We are keenly aware of the need to modernize the Army of today in order to meet potential great power competition in the future.  That process began with last year’s budget request, and I think you’ll agree that this Subcommittee struck a balance between supporting your strategy and ensuring that successful, ongoing programs continue to receive an appropriate level of resources. 

The Army’s fiscal year 2021 budget request continues to focus on resourcing the National Defense Strategy.  To achieve this goal, the Army continues to conduct “night court” sessions to review the necessity of existing programs.  This process has led to the proposed reduction or cancellation of more than 240 programs in fiscal years 20 and 21.  Many of these programs are on-time, on-budget, and bring essential capabilities to our soldiers today.  We want to be your partner in executing the National Defense Strategy, but not at the expense of key enablers that lead to success on the battlefield today.

I support the idea of reviewing your existing programs to determine if there is excess funding, but I do not support funding future programs in which the requirements have not been fully thought out.

One example is the recently canceled Optionally Manned Fighting Vehicle, or OMFV, program.  This is the Army’s third attempt at replacing the Bradley Fighting Vehicle.  One month after the Congress appropriated $205 million for OMFV, the Army announced its intention to cancel the solicitation.  As a result, the OMFV program will now be at least two years behind schedule and the funding we appropriated towards OMFV could have been used to continue supporting one of the FY20 programs that were reduced or eliminated.  This gives us great pause when evaluating your request to once again cancel or reduce 80 programs in the fiscal year 2021 budget.     

We’ve been told time and time again that “This time it’s different.”  Yet, the Army has a long history of canceling high-profile programs after significant investment of taxpayer’s dollars due to an incomplete requirements process.  We supported the Army Futures Command as a way for the Army to consolidate its modernization process under one roof.  But, the first large acquisition program to come out of AFC fell flat because you didn’t get the requirements process correct.  I want you to convince the Committee today that our continued support of Army modernization will eventually be a good investment, and how the Army’s strategy in the FY21 budget request breaks the cycle of failed acquisitions.

I would also like to highlight my concerns about the well-being and quality of life for Army soldiers and their families.  Of particular interest to me is childcare.  We continually hear from soldiers about the lack of available childcare.  The Committee made a significant investment in fiscal year 2020 to mitigate this issue and I would like to know what the Army is doing to build upon that investment. 

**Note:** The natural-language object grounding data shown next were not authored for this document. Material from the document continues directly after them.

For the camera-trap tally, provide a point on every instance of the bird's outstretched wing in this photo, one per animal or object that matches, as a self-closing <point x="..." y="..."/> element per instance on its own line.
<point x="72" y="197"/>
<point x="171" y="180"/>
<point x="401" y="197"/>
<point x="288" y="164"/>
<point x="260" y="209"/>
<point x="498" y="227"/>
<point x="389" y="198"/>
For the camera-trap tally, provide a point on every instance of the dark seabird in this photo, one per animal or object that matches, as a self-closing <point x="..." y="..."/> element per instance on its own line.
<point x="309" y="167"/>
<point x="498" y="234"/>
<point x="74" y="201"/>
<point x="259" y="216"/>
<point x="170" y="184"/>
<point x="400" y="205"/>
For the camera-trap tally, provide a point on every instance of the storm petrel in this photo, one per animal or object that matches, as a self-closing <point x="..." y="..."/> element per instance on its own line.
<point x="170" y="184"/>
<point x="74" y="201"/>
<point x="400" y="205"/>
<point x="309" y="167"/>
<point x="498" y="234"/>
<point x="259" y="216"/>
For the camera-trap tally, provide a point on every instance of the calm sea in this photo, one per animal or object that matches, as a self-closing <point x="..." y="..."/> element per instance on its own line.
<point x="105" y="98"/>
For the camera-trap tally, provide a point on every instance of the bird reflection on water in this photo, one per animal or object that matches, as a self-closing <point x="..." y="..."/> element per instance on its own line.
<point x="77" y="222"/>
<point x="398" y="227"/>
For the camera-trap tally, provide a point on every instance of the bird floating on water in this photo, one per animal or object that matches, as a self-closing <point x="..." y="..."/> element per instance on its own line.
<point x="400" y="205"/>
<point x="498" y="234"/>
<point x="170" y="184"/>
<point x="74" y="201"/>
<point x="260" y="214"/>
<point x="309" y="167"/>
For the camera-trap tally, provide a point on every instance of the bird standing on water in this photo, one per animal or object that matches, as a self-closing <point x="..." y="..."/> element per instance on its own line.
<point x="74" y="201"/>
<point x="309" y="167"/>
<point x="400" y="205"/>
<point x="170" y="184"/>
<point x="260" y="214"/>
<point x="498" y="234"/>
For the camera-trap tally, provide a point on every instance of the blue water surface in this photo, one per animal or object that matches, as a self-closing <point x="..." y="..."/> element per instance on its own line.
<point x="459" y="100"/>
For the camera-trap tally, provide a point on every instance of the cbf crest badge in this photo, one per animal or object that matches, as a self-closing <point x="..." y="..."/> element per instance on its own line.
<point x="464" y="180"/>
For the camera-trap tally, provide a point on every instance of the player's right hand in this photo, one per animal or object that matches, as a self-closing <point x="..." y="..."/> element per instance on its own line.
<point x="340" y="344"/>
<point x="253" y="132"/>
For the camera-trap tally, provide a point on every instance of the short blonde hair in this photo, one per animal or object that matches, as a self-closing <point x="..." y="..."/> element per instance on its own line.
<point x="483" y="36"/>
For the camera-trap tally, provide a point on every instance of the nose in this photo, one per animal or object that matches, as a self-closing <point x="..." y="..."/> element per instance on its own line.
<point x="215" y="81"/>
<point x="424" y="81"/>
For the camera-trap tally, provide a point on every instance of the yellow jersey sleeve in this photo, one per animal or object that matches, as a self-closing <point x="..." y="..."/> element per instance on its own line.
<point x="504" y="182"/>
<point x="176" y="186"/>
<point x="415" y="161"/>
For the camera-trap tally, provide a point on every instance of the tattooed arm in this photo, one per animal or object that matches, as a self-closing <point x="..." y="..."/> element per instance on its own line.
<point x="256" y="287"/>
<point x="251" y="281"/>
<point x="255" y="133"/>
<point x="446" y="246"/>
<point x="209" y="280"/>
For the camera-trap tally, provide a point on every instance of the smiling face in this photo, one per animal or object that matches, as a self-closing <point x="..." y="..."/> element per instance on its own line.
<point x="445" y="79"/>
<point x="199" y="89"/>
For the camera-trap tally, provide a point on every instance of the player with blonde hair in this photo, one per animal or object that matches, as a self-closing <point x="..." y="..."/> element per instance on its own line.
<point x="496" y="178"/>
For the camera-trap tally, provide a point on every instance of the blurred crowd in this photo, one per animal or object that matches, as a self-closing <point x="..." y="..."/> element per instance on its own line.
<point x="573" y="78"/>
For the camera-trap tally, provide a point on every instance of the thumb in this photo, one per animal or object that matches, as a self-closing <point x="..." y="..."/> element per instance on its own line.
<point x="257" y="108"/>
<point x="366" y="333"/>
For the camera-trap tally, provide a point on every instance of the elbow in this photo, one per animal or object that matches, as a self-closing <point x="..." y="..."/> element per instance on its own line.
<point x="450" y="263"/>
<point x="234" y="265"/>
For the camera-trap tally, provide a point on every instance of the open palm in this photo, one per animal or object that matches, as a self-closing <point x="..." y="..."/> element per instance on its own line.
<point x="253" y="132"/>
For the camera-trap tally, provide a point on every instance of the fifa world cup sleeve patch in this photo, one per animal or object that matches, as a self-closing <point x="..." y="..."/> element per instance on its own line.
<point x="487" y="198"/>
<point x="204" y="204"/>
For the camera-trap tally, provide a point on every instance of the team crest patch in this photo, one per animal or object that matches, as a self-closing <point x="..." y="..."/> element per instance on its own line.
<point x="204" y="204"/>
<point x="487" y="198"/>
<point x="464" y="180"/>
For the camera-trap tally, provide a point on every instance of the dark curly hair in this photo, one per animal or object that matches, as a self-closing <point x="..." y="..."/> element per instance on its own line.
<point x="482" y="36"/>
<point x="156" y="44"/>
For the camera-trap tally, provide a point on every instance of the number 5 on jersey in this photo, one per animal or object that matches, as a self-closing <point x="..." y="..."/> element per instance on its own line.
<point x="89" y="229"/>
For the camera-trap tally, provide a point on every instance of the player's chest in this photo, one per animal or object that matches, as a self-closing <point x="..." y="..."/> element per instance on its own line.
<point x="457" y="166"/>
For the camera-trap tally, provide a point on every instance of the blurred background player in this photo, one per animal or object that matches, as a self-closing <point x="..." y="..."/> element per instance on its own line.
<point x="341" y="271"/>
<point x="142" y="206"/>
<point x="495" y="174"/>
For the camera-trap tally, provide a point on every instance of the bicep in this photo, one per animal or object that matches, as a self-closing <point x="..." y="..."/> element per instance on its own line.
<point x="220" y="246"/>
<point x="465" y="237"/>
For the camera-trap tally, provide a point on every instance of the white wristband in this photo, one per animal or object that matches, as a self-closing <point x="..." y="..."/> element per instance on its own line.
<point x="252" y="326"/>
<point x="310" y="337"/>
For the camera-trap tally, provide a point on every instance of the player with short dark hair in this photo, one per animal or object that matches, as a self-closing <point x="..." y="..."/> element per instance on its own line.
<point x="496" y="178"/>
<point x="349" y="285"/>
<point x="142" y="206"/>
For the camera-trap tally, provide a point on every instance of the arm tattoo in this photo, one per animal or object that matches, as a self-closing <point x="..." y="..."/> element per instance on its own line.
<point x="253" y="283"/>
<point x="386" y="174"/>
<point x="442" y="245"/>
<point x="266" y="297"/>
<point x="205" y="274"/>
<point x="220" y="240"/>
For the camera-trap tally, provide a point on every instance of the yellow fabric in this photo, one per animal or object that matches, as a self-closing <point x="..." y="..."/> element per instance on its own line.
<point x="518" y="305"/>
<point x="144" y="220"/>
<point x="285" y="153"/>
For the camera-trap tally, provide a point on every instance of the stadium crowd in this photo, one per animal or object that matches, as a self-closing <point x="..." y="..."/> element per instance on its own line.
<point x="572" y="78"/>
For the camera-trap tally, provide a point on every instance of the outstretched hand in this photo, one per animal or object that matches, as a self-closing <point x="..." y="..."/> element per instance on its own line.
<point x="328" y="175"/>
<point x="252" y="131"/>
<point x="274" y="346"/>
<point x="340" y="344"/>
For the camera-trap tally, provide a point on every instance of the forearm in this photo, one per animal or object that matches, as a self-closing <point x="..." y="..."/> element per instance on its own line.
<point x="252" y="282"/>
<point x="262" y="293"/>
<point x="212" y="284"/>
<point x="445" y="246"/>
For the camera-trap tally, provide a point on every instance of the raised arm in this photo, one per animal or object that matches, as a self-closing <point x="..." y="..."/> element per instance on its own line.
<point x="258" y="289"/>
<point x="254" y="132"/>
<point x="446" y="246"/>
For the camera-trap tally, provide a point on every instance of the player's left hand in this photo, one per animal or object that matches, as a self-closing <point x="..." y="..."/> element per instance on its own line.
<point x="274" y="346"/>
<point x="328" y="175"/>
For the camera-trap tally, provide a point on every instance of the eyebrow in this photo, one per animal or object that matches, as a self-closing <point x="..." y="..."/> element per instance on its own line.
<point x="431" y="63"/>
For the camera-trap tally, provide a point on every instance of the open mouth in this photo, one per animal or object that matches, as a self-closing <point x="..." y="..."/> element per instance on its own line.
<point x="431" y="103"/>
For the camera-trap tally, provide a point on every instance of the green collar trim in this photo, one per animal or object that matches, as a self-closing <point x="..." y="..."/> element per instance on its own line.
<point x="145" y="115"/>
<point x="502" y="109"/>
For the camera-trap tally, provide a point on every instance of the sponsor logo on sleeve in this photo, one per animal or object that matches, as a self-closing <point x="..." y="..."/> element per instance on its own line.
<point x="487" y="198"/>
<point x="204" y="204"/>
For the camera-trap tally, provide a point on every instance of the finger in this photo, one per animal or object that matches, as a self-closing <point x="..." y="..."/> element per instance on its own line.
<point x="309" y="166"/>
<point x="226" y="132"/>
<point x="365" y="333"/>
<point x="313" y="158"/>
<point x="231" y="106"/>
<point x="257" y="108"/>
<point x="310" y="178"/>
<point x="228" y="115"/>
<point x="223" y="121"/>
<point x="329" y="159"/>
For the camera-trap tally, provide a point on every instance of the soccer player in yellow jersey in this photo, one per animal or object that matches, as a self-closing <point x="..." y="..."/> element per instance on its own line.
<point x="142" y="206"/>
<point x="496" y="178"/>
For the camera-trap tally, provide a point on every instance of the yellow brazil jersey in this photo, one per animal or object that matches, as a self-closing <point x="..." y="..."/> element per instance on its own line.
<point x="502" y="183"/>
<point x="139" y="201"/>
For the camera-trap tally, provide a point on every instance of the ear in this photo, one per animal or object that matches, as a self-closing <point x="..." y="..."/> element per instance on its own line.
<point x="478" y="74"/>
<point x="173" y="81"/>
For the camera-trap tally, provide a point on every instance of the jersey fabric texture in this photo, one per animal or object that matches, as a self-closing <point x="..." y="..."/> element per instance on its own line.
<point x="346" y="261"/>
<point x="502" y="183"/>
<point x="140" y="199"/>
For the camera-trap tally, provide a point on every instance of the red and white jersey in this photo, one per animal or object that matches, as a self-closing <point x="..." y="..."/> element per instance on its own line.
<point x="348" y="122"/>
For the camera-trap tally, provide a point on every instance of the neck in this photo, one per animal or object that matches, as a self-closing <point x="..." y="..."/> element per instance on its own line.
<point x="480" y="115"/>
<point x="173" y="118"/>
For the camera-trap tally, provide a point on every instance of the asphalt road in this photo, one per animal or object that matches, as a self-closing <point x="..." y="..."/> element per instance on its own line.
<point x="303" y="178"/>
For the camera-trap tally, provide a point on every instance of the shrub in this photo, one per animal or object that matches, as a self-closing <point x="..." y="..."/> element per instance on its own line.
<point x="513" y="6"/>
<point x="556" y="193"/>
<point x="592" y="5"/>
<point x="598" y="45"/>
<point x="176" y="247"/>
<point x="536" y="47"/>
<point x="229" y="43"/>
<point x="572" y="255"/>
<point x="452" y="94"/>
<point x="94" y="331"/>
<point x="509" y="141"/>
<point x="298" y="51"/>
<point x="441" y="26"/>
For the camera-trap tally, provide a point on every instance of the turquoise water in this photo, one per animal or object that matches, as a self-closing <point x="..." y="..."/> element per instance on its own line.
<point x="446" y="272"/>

Gentlemen, I have seen the unfunded needs for the Army and across the Services, including readiness, improved facilities, and your stated goal of modernizing the force.  This Committee wants to be your partner in achieving your goals, but it is imperative that we are investing wisely and please assure us today that your budget request prioritizes quality of life programs for our soldiers and includes thoughtfully planned investments in modernization.

With that, I thank you again for appearing before the Committee today to discuss these important issues.  We will ask you to present your summarized statement in a moment, but first I want to recognize the distinguished ranking member, Mr. Calvert, for his opening comments.